At a signing ceremony at Sexton High School in Lansing, Ms. Granholm
said the budgets show continued emphasis on education, but called on the
Legislature to pass her proposed changes to the Michigan Merit Award to
further that emphasis.

The school aid budget (SB 1095, PA 342), which funds K-12 education,
totals $13.1 billion, a $336.6 million increase from the current year.  
Among other changes, the spending increase brings the foundation grant
up $210 per student to $7,085.

The bill also provides $20 million for a middle school math and science
program.   "Because we've increased the expectations for high school
math and science, we want to make sure middle schoolers are able to jump
over the bar when they get there," Ms. Granholm said.

"We're on the path to economic recovery," Ms. Granholm said as she
signed the budget.

She said improving education was essential to improving the state's
economy.   "The way we're going to transform our economy is to invest in
the brains of our future workforce," she said.

And she argued that was why the changes she had proposed to the Merit
Award were essential.   "All students: we want to encourage them to go
beyond," she said.   "The new definition of merit is you got to have a
2.5 grade point average and you've got to stay in school."
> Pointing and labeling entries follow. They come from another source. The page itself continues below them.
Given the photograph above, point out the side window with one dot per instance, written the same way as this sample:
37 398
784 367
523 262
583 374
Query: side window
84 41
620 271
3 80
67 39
So far the Legislature has balked at the change, which would use
tobacco settlement dollars to provide $4,000 scholarships to every
student attending a two-year post-high school program.

Asked whether she was concerned over reports that much of the
foundation grant increase would be eaten up by health care and pension
cost increases, Ms. Granholm said health care particularly was a part of
the local bargaining agreement and could be adjusted at that level.  
"They have the freedom to do that now," she said.

But she said she was also willing to look at legislated plans to
address health care costs.   "If there is a consensus about how we can
go forward, I'm eager to have that discussion," she said.

Before the press conference, Ms. Granholm also signed the community
colleges budget (SB 1082, PA 341) providing $289.9 million, a 2.9
percent increase.   Actual increases for individual schools ranged from
2.4 percent to 7.2 percent based on a funding formula in the bill.   The
budget also provides $3.3 million for at-risk students.

The higher education budget (SB 1088, PA 340), also signed before the
press conference, provides universities in the state $1.8 billion.  
Most of the funding, $1.5 billion, is for operations of state
universities with each school receiving at least a 2.5 percent

The budget also includes $258 million for grants and scholarships,
$33.8 million for the Agriculture Experiment Station and $29.2 million
for the Cooperative Extension Service.   The latter two programs are
located at Michigan State University.

K-16 PROPOSAL:  While Ms. Granholm praised the three budgets for
increasing funding for education, she continued her opposition to the
proposal by the K-16 Coalition for Michigan's Future that would tie
those increases to inflation.   "I don't want to hamstring the budget,"
she said.

But she declined to say what, if any, role she might play in campaigns
to oppose the initiative now on the ballot.